Fernanda Iturbide y Tania Góngora, las creadoras de Simbiótica

Don Julio se quita el sombrero. Simbiótica reinventa el campo mexicano

Dos jóvenes revolucionarias buscan tejer redes para obtener productos diferenciados, para contar y reivindicar la historia del campo mexicano. Su proyecto de fermentos extrapola los principios de conservación de alimentos para la supervivencia durante la pandemia.
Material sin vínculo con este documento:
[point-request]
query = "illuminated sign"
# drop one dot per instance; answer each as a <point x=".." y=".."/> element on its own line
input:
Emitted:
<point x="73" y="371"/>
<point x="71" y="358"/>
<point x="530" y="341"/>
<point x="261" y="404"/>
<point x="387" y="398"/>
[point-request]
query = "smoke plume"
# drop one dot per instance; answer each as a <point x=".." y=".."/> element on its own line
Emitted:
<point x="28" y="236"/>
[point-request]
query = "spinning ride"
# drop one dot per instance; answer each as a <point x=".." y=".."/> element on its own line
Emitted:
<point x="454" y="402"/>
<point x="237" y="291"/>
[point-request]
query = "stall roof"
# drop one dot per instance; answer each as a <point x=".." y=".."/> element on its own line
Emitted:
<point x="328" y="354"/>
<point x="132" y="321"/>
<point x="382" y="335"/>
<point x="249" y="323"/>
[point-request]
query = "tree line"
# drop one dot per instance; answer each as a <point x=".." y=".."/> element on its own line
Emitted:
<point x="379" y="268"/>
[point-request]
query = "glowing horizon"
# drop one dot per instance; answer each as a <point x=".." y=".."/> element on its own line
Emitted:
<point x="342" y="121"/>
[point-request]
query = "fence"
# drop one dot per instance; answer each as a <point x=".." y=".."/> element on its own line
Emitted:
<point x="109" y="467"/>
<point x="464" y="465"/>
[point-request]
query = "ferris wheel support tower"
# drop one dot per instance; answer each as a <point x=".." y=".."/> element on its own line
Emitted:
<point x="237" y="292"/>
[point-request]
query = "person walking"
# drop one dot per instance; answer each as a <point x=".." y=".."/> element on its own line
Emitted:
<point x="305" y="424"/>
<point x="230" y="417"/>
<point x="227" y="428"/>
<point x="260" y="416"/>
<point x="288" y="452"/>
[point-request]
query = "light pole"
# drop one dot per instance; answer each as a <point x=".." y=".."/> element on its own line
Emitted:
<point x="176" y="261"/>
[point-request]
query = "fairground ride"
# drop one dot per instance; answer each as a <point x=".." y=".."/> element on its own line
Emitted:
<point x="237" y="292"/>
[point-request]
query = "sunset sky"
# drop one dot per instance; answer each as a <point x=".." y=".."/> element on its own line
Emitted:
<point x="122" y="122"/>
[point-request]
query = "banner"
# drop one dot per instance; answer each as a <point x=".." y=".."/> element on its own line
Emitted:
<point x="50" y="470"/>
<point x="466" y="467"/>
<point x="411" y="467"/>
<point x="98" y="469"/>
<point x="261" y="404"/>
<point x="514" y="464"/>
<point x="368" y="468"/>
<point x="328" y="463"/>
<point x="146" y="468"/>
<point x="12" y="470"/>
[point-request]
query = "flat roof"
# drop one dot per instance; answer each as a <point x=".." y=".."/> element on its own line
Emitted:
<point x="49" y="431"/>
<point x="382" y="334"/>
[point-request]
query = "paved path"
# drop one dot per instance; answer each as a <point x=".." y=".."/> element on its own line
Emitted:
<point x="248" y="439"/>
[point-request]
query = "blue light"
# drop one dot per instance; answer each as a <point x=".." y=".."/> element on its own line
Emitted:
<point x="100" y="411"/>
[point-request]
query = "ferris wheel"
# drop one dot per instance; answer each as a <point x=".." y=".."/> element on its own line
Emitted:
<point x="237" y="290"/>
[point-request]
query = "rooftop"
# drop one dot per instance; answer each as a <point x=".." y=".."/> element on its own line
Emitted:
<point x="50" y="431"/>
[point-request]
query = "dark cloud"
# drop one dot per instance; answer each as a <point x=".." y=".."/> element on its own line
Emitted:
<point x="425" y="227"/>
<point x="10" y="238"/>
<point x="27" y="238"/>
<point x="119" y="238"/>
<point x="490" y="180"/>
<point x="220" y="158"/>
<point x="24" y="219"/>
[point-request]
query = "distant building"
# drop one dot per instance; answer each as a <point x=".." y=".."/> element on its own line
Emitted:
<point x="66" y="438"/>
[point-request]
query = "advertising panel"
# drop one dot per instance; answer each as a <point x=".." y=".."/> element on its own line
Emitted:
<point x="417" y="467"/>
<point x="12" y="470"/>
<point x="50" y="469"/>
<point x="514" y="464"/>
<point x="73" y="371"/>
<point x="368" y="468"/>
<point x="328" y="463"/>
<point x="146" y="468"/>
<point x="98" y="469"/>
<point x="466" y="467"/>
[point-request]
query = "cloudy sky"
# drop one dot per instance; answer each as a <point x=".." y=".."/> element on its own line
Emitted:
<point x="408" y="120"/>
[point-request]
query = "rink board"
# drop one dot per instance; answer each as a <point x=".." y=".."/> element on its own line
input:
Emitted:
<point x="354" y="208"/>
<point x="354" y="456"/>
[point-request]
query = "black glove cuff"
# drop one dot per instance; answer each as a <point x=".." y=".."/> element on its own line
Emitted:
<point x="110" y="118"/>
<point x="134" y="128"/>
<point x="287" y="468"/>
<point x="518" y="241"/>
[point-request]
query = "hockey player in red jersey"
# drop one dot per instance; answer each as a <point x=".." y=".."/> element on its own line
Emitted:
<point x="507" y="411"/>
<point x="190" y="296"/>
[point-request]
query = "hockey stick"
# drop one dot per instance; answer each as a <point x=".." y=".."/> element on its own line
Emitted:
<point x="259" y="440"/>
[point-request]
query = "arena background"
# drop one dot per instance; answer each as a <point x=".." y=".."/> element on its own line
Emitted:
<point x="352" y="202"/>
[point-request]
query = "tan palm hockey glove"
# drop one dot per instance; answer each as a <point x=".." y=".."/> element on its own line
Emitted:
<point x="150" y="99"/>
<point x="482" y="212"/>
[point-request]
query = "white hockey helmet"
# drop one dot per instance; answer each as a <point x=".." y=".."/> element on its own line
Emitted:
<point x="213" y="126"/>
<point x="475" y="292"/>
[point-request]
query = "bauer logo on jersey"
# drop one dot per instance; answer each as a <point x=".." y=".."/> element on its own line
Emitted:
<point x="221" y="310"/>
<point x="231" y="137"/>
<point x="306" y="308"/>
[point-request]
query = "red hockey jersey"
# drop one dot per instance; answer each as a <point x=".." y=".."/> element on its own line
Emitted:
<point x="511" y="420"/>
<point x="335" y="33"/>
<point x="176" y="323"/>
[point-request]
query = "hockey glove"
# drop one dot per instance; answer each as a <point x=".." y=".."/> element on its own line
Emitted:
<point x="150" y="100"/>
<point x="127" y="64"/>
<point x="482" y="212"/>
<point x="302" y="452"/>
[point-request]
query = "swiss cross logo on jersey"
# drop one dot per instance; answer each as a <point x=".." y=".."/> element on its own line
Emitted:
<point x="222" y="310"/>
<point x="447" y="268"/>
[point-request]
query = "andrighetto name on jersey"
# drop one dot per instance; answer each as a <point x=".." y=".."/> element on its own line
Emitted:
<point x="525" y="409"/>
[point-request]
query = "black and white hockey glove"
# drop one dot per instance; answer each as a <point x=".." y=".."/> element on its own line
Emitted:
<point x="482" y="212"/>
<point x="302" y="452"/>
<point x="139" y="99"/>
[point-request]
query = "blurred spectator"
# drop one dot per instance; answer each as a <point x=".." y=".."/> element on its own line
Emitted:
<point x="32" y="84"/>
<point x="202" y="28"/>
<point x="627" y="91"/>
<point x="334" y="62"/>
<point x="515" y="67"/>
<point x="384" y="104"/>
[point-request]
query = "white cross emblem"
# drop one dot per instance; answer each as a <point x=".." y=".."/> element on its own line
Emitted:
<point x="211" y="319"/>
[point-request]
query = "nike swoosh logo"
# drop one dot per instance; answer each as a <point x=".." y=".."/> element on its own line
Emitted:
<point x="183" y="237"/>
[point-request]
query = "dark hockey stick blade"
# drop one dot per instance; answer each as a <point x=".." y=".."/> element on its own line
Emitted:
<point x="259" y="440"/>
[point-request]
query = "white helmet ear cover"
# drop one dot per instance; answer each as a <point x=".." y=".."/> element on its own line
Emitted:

Una persona de cada generación nace con el regalo de tener “buena mano” y la sensibilidad de  aprender los saberes heredados oralmente en San Mateo de Ozolco, Puebla —una comunidad asentada en las laderas del volcán Popocatépetl—, donde se cocina el llamado ayonanácatl que es un hongo que le sale al fruto de la chilacayota, similar a las calabazas. Este guiso ha persistido de generación en generación gracias al don de quienes saben prepararlo: primero se cortan las chilacayotas y se entierran enseguida a pocos centímetros de la superficie, para que se cuezan bajo el sol y les nazcan de ahí los hongos. De textura ligeramente crujiente, el sabor de este alimento es similar al de la carne de res. El secreto no está en la receta, sino en la “buena mano” para hacerlo —como sucede con los destilados—. La gente de San Mateo de Ozolco dice que el cocimiento de la chilacayota se da bajo la luz del sol, pero también en luna llena.

Estos relatos llegaron a oídos de Fernanda Iturbide, socióloga de 28 años, y Tania Góngora, ingeniera en alimentos, de 31, especializada en procesos de fermentación. Pronto se unieron para formar Simbiótica, una marca nacional de alimentos fermentados afincada en la Ciudad de México. Hoy cuentan este singular hallazgo, el de la chilacayota, como una de las tantas prácticas con fermentos que se hacen en distintas regiones del país. Las emprendedoras han realizado un trabajo de investigación extenuante, un camino en el que han encontrado alternativas para incentivar la revolución en la agricultura nacional.